The scheme was deployed 23 times in response to extreme weather in the whole of 2023.
Most of this year’s activations were to tackle wildfires. The 19 wildfire responses the EU coordinated this year already exceed the total in any other year in records going back to 2007. The EU civil protection scheme was formed in 2001.
The EU sent firefighting planes to Albania, Greece and the Portuguese island of Madeira last month, in response to requests for emergency help from those governments.
It also sent firefighting aircraft to Bulgaria and North Macedonia in July.
The EU’s reserve fleet of 28 firefighting planes and four helicopters from its member countries has more than doubled since 2022, when devastating fires in southern Europe exhausted its previous 13-craft capacity.
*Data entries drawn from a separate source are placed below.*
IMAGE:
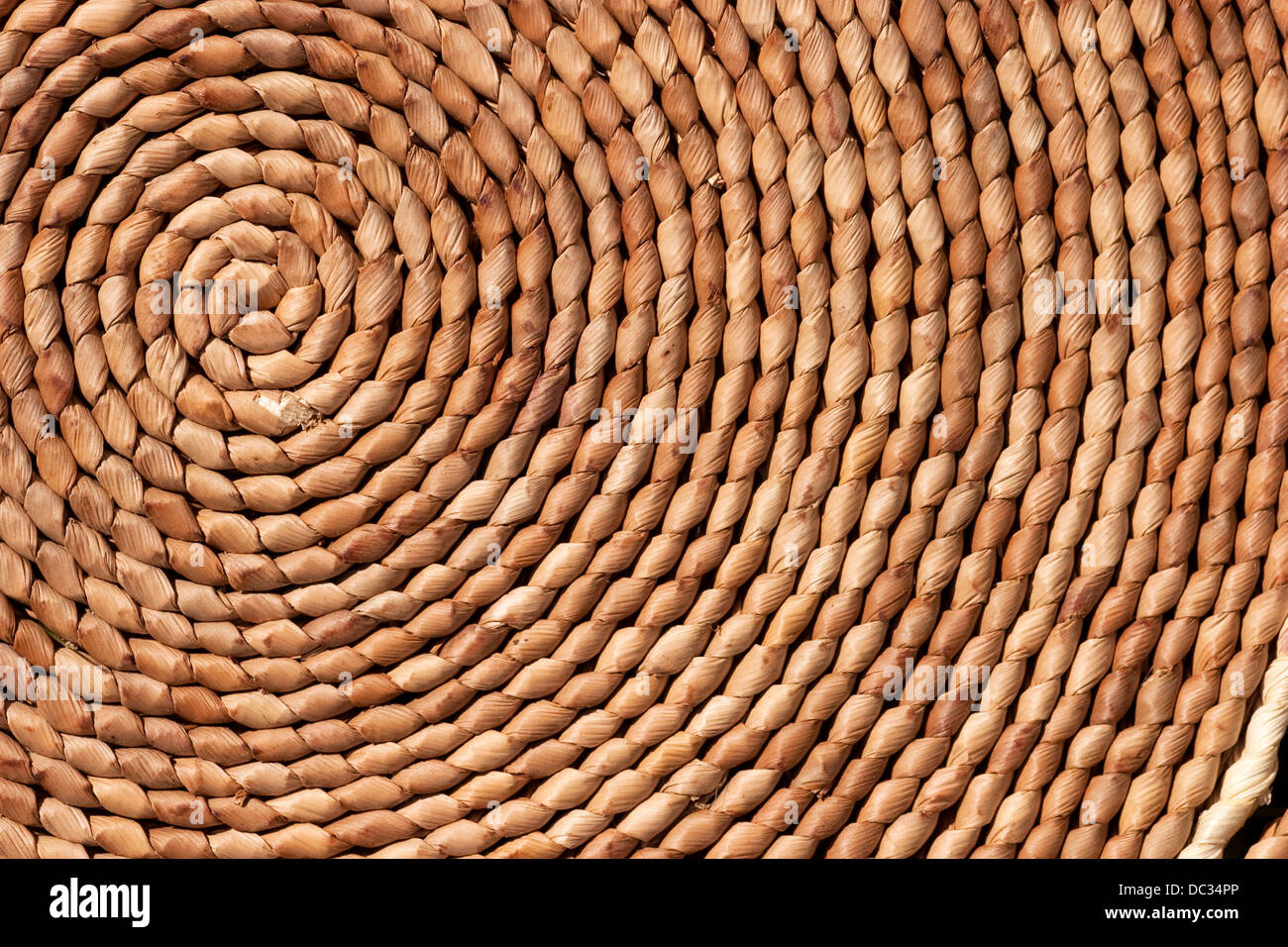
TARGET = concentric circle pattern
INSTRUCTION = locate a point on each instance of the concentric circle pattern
(604, 428)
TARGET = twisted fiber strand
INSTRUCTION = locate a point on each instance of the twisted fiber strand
(960, 379)
(1180, 407)
(1046, 488)
(1137, 557)
(387, 641)
(1247, 781)
(999, 215)
(1167, 745)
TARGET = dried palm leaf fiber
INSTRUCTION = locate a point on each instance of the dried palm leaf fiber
(323, 530)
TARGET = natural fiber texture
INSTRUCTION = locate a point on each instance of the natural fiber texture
(609, 428)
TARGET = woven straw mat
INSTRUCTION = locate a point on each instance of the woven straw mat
(608, 428)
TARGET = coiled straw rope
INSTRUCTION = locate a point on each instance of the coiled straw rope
(604, 428)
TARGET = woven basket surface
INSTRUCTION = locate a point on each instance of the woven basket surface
(621, 428)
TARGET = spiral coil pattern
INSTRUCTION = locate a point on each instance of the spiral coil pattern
(609, 428)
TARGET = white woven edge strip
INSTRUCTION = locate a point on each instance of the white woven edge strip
(1249, 777)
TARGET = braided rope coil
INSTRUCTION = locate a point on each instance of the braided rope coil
(621, 428)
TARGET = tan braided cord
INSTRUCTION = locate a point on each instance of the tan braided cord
(643, 428)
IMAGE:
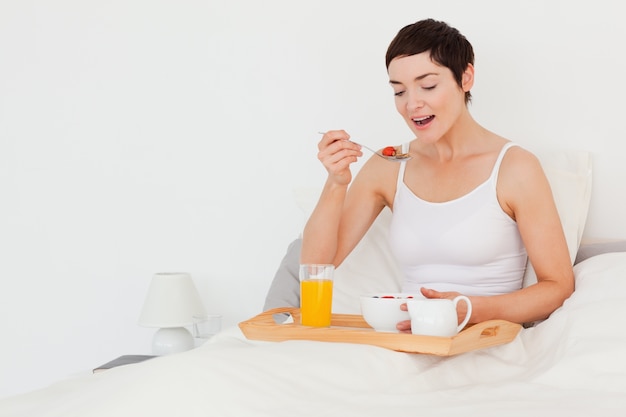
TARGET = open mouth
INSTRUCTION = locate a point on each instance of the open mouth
(423, 121)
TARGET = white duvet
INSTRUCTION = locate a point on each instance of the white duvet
(573, 364)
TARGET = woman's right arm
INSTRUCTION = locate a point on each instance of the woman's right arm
(342, 217)
(319, 239)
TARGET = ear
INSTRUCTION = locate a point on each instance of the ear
(467, 79)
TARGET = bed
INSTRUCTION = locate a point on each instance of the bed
(571, 364)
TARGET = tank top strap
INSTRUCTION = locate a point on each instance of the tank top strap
(405, 149)
(496, 167)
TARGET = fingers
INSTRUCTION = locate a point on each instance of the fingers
(337, 152)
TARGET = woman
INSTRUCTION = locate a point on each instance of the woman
(469, 208)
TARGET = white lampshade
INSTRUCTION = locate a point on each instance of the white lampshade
(171, 303)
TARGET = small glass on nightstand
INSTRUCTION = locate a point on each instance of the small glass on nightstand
(205, 327)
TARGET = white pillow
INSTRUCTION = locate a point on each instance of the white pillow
(371, 267)
(569, 175)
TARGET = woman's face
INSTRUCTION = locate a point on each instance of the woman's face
(426, 95)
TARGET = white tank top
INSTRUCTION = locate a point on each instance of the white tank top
(468, 244)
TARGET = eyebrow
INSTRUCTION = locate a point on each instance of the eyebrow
(418, 78)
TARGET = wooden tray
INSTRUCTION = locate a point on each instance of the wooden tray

“Heatwaves are becoming hotter and longer lasting, which dries out vegetation, particularly in periods of low rainfall, creating tinderbox conditions,” Ben Clarke, a climate researcher at Imperial College London’s Grantham Institute, said. “Hot and dry fire-prone conditions are increasing, notably in southern Europe.”
By the time Greece’s worst wildfire this year broke out in mid-August near Athens, the country had already faced over 3,500 fires since May, a nearly 50% increase from the same period in 2023.
Ahead of this summer, the EU stationed 556 firefighters across countries including Greece and Spain.
Brussels has also placed orders for the first directly EU-owned firefighting planes, due for delivery from 2027.